Emmanuel Wick
Supervisors: Prof. Dr. Michel Jaboyedoff, Valérie Baumann
The International Road 7 crosses Argentina from East to West, linking Buenos Aires to the Chile border. While crossing the Andes Cordillera, it puts itself at numerous natural risks, such as avalanches, rock falls and debris flow.
This study will be part of a larger one that will eventually characterize the hazard along the mountainous portion of this road. In this study we will focus on the catchment of the debris flow that swept a car away in January 2005. All of this happened in the northern part of the Guido’s curve, between Potrerillos and Uspallata, in the Mendoza Province.
The Guido debris flow’s catchment measures 4.7 km2 and is constituted of three main torrents that meet a few meters ahead of the International Road. Each one of these torrents started during the evening of January 11, 2005, reaching the road apparently at a very short interval of time. Three years later, signs of them are still perfectly visible, frozen by the arid climate of the region.
The study has been mainly realized from satellite Quickbird imagery and field data collected during a three-week field survey.
It has been established from meteorological data, particle size and mineralogy the conditions that lead to a start of debris flow in this catchment. It depends on strong rainfall combined with numerous material mainly constituted of sands produced by the erosion of a very altered granite. The debris flows have been classified as being a granular matrix that has a collisional-frictional behavior.
From various criteria and with the help of a digital elevation model, it has been shown that the starts happen mainly at the top of the catchment.
Various calculations of volumes, peak discharges and velocities have been realized from geomorphologic methods, empiric formulas and from the analysis of satellite imagery. It appears that an important potential of volume that can be mobilized exists, especially for the longest torrent. A new event could move more than 65.000 m3 of material; the last event reached an estimated velocity of approximately 7 m/s.
A detailed geomorphologic study gave the opportunity to emphasize the activities of anthropogenic origin that led to the deviation of the torrents towards a more adequate place for the construction of a mitigation work. Identically three propagation scenarios illustrating the vulnerability of the road have been proposed.

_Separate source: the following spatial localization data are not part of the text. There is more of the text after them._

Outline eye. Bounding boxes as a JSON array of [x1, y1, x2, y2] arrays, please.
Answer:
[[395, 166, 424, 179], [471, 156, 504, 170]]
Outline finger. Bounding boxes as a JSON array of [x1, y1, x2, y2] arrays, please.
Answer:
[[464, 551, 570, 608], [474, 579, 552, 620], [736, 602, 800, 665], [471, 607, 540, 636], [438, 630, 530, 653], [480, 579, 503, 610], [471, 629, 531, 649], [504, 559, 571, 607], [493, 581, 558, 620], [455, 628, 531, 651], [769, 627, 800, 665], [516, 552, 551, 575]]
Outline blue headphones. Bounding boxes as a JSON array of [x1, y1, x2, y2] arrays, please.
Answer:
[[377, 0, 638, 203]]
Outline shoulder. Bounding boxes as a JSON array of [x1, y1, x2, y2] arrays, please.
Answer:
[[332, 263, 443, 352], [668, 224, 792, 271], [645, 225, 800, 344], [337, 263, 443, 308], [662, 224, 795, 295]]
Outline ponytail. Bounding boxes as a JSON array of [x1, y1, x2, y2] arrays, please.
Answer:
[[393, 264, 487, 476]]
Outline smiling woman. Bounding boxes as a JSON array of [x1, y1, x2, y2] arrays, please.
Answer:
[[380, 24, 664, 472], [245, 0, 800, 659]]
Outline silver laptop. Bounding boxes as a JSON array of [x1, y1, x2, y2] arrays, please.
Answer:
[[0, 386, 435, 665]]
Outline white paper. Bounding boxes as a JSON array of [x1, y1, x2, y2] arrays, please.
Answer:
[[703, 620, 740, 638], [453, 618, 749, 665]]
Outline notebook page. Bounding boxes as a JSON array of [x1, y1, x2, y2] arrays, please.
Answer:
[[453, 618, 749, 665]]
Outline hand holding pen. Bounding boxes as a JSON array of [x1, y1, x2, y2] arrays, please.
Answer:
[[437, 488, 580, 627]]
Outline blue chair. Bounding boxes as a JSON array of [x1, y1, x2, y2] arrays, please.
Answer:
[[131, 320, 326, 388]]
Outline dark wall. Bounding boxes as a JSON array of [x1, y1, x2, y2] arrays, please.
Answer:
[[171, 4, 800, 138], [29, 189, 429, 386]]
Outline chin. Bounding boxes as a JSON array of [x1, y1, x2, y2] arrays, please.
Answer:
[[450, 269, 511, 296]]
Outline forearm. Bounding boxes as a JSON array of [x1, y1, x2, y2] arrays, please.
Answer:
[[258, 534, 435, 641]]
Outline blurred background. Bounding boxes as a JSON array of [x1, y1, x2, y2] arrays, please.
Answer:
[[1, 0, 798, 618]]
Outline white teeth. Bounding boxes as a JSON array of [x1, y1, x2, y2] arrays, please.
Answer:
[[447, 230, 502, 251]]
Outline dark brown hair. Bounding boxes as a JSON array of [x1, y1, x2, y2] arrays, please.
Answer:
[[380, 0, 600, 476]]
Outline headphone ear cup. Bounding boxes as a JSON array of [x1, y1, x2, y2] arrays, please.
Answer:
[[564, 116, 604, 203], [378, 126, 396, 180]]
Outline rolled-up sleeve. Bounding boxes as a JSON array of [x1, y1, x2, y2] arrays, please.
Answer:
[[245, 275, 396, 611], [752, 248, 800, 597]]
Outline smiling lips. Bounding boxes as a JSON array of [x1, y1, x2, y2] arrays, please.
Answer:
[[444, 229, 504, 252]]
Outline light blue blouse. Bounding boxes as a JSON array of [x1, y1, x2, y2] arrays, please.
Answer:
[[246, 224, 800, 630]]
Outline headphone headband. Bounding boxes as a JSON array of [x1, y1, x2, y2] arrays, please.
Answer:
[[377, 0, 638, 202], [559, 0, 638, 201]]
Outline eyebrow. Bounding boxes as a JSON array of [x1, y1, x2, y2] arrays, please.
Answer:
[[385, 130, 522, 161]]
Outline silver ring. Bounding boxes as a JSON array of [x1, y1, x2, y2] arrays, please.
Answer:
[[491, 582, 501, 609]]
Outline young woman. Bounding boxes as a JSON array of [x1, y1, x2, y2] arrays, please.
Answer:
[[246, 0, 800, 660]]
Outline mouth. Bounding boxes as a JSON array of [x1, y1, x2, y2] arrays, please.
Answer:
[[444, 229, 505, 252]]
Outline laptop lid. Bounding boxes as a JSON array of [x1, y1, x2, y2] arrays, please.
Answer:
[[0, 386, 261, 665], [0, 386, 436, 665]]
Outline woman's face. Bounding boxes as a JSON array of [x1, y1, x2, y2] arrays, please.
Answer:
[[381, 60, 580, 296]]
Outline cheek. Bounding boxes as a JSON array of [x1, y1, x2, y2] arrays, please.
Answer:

The present state of the work where underneath the debris flows must cross is not optimum: it is underdimensioned and the last event deposits have not been completely evacuated. The road has been considered as vulnerable even in case of much lighter debris flows.
The results gave the opportunity to put forward several realistic protection measures for the Argentinean context in descending order of importance. They are simple and should be feasible at reasonable cost.